Die tatsächlich dargestellte Handlung im Roman ist ebenso begrenzt wie der Aktionsradius Scotts – im Schutzraum unter der Erde lässt sich nicht viel tun außer zu warten, und so sind es vor allem eskalierende Konflikte und psychologische Folter, mit denen der Autor den Leser schonungslos konfrontiert.

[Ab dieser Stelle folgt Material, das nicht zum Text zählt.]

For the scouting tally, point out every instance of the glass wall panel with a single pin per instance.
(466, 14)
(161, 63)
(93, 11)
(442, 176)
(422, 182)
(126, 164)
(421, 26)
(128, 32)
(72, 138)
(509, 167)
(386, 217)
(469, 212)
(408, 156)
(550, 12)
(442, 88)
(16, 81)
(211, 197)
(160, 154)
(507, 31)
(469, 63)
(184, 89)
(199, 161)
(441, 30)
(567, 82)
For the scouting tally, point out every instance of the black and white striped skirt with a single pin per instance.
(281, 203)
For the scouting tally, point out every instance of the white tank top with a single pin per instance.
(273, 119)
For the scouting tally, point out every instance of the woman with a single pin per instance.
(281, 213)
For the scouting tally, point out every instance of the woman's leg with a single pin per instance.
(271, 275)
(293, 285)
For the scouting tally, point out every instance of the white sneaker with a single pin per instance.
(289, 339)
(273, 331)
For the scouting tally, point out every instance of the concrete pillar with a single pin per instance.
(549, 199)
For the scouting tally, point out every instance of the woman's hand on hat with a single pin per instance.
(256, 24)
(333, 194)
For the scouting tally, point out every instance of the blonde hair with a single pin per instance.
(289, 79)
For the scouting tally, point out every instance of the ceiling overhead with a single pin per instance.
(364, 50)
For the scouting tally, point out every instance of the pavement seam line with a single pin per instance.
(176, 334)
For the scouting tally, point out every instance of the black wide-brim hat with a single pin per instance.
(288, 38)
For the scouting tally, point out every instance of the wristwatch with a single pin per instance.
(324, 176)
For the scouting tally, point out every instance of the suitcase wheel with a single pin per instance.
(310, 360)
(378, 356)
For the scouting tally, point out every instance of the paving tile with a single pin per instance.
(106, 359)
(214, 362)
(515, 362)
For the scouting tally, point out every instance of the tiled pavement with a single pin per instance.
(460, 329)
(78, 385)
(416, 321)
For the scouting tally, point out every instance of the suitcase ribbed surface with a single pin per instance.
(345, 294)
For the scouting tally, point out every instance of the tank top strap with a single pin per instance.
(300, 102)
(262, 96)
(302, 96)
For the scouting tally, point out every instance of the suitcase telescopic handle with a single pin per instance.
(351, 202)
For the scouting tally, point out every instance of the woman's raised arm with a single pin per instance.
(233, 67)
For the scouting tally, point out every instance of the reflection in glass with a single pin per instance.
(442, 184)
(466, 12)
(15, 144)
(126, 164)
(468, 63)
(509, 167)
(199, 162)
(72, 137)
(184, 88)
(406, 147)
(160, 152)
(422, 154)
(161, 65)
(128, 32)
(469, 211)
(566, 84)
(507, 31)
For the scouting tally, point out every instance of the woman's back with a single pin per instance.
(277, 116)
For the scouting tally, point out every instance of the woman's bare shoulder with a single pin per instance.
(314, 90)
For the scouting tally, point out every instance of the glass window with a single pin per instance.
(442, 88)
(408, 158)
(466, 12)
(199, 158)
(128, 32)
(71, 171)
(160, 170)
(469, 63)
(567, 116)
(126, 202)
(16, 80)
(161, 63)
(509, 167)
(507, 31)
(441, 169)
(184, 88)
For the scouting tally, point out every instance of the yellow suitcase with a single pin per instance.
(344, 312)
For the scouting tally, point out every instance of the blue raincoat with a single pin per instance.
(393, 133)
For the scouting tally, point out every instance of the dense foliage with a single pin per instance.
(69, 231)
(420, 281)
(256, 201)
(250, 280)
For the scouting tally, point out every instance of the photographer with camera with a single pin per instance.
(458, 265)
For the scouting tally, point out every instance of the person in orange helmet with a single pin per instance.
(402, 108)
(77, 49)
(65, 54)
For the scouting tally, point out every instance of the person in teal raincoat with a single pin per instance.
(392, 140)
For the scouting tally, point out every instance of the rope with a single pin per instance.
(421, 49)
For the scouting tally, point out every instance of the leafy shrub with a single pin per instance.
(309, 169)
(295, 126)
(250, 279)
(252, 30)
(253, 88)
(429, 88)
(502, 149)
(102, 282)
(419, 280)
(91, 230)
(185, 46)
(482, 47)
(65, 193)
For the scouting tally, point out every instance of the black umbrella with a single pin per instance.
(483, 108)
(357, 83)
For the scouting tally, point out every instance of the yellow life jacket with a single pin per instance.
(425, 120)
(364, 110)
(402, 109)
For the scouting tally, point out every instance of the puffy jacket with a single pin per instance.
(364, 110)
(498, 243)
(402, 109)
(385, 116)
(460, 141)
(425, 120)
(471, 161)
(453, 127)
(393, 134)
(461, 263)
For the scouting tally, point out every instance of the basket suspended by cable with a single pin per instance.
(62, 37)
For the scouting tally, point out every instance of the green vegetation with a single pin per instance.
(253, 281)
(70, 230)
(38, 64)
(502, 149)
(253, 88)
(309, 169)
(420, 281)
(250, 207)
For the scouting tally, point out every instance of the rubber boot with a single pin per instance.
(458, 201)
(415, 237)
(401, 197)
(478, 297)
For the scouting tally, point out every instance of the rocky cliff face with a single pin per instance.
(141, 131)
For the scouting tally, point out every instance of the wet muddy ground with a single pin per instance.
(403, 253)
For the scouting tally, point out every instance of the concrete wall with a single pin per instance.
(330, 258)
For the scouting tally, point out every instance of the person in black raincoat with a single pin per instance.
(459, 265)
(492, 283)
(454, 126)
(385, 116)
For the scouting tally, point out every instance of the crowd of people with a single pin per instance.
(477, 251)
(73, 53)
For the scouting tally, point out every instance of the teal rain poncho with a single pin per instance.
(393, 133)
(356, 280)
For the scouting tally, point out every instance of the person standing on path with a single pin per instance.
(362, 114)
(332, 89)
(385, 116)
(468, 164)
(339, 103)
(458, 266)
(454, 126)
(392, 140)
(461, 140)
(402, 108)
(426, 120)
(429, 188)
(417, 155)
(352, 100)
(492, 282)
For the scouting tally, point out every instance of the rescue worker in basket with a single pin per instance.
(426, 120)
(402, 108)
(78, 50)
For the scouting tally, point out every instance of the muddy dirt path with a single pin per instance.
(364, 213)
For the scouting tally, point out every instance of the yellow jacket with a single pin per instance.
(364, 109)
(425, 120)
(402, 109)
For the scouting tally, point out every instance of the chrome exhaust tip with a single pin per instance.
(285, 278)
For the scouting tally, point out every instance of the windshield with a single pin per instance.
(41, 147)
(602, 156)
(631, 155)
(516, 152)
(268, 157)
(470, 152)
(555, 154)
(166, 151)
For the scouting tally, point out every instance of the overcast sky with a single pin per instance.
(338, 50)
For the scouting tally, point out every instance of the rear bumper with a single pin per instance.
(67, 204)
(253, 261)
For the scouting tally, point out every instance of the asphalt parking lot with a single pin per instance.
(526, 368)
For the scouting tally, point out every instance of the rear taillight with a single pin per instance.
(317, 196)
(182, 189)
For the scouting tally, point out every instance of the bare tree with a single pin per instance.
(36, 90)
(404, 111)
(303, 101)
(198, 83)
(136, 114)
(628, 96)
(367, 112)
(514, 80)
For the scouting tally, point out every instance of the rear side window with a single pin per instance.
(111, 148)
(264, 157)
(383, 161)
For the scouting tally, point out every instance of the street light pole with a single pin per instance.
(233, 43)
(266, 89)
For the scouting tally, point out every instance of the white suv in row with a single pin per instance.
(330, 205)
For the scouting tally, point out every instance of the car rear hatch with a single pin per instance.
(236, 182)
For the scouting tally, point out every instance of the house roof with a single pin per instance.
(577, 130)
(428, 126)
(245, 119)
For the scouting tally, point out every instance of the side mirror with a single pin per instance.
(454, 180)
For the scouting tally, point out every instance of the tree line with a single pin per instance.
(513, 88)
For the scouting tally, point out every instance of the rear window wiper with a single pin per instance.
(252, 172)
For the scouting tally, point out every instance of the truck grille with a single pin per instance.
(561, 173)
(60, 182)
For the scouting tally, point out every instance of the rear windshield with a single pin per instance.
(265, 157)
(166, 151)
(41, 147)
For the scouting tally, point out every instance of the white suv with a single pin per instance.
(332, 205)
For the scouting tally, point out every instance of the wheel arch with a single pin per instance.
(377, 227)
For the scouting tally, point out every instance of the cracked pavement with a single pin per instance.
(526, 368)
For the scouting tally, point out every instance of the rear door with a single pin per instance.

In all ihrer Kompromisslosigkeit ist die Sprache das eindrucksvollste Mittel Rhues, den unfassbaren Terror der Situation zu vermitteln.
Während der zweite Handlungsstrang am Ende des Buches dort ankommt, wo der erste beginnt – am Vorabend des Atomangriffs –, endet die Haupthandlung damit, dass die Überlebenden im Bunker nach knapp zwei Wochen die Klappe des Schutzraums erstmals wieder öffnen, um sich ein Bild der Katastrophe zu machen. Dieses Bild wird nicht explizit für den Leser entworfen – als Scotts Vater als Erster dem Kellerloch entsteigt, hält er entsetzt die Luft an und berichtet dann stockend, dass sich die schlimmsten Befürchtungen der Geretteten bewahrheitet hätten. Alles Weitere bleibt der Fantasie des Lesers überlassen.
Ein Buch, dass schockiert und an vielen Stellen sogar abstößt und befremdet, denn Morton Rhue zeichnet ein eindrucksvolles Bild der Gedanken und Gefühle von Menschen in nahezu unerträglichen Extremsituationen – Situationen, in denen mancher bereit wäre, zum Äußersten zu gehen und etwa das Leben eines anderen zu opfern, um sein eigenes zu retten. Ein Buch, von dem man sich eigentlich wünscht, dass es schnell zu Ende geht. Aber gerade deshalb auch ein Buch, das einen bleibenden Eindruck hinterlässt und so den im Nachwort des Autors formulierten Appell, aus den Fehlern der Vergangenheit zu lernen und die Welt für nachfolgende Generationen in Frieden zu erhalten, umso eindrucksvoller unterstreicht.